The film then takes us up to 1936 when Toscanini arrives. We’ll see a grand climactic scene with Toscanini and the orchestra on tour. They were in Tel Aviv, Haifa, Jerusalem, and then took the train down to Sinai and ferried across to Egypt where the Egyptian railway picked them up and brought them to Cairo. They played sold-out concert after sold-out concert. Then they went to the American Concert Hall in Alexandria where the same thing happened. It was a grand success.

Then the film leaps to 1948 when Israel became a state. Leonard Bernstein came to conduct, and they took the name “Israel Philharmonic Orchestra.” Both Bernstein and Issac Stern adopted the orchestra. They took it around the world for 20 years, making it into one of the great orchestras, and Zubin Mehta has continued to do that for the last 40 years.

So the film will come out in December of this year, 2011, which is the 75th anniversary of the founding of the orchestra. And the Israel Philharmonic will use it in screenings as part of the 75th anniversary in Tel Aviv, London, New York and Los Angeles. We’re also working with the Polish Council here in New York City to try and arrange screenings in all the concert halls of all the cities where Huberman found musicians. We’ll try to arrange a simultaneous screening. And that will be the world launch of the film.

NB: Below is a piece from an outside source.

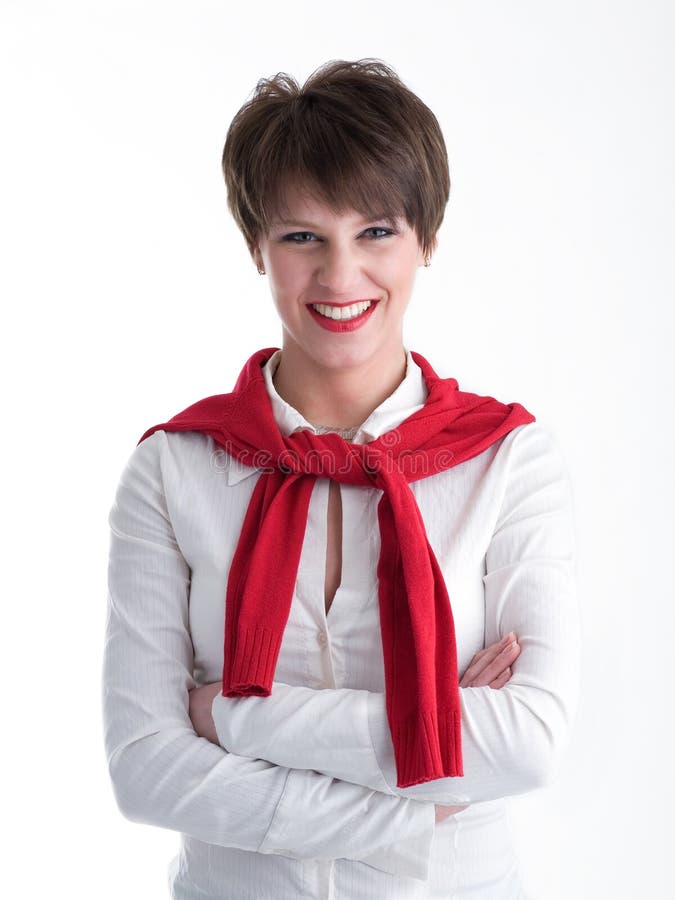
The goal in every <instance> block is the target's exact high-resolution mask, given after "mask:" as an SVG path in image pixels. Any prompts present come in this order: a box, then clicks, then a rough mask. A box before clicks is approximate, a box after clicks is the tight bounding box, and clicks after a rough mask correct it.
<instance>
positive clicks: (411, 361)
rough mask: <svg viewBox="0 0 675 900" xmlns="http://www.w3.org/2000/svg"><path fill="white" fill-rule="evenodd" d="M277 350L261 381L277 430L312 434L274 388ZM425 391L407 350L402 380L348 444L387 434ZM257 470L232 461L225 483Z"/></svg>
mask: <svg viewBox="0 0 675 900" xmlns="http://www.w3.org/2000/svg"><path fill="white" fill-rule="evenodd" d="M281 353H282V351H281V350H277V351H276V352H275V353H273V354H272V356H270V358H269V359H268V360H267V362H266V363H265V365H264V366H263V369H262V372H263V378H264V381H265V387H266V388H267V393H268V394H269V398H270V403H271V404H272V415H273V416H274V420H275V422H276V423H277V425H278V426H279V431H280V432H281V433H282V434H283V435H284V436H285V437H287V436H288V435H290V434H293V432H294V431H298V430H300V429H308V430H309V431H311V432H312V433H313V434H316V433H317V431H316V428H315V427H314V425H312V423H311V422H308V421H307V419H305V417H304V416H303V415H302V414H301V413H299V412H298V411H297V409H295V408H294V407H292V406H291V405H290V403H287V402H286V401H285V400H284V399H283V398H282V397H280V396H279V394H278V393H277V390H276V388H275V387H274V381H273V380H272V379H273V378H274V373H275V372H276V370H277V366H278V365H279V363H280V362H281ZM428 393H429V392H428V390H427V386H426V383H425V381H424V376H423V375H422V370H421V369H420V367H419V366H418V365H417V363H416V362H415V361H414V359H413V358H412V355H411V353H410V351H409V350H406V367H405V375H404V377H403V381H402V382H401V383H400V384H399V386H398V387H397V388H396V390H395V391H394V392H393V393H392V394H390V395H389V396H388V397H387V398H386V399H385V400H383V401H382V403H380V405H379V406H378V407H377V408H376V409H374V410H373V411H372V413H371V414H370V415H369V416H368V418H367V419H366V421H365V422H363V424H362V425H360V426H359V429H358V430H357V432H356V435H355V437H354V439H353V441H352V443H354V444H366V443H368V441H374V440H375V439H376V438H378V437H380V436H381V435H383V434H385V433H386V432H387V431H391V430H392V429H394V428H396V427H397V426H398V425H400V424H401V422H403V420H404V419H407V418H408V416H411V415H412V414H413V413H415V412H417V411H418V410H419V409H422V407H423V406H424V404H425V402H426V399H427V395H428ZM256 471H257V469H253V468H251V467H250V466H245V465H244V464H243V463H240V462H239V460H237V459H236V458H234V457H233V458H232V459H231V460H230V461H229V465H228V471H227V480H228V484H236V483H237V482H239V481H242V480H243V479H244V478H246V477H247V476H249V475H253V474H254V473H255V472H256Z"/></svg>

SM Your project, is it non-profit?

JM: It’s a non-profit project. The film uses very little archival footage. We’re shooting re-creations which are dramatic scenes with actors in Germany and Israel and, thus, the film is quite expensive for a documentary. We’re working with donated funds here in America. We haven’t completed the fundraising yet. We have a ways to go. Foundations and individuals have been very generous. It’s a German-Israeli co-production: Media Park Productions in Germany and United Channel Movies in Israel.

I hope that the film has a long life both on television and in theaters in appropriate markets. More importantly, it will be an educational tool for years to come. We’ll certainly have educational outreach screenings in Jewish museums around the world. It will be used in universities, we hope, and in other appropriate venues. Huberman was a great heroic character who should be remembered, and a role model for students. This film will be a powerful tool to that end.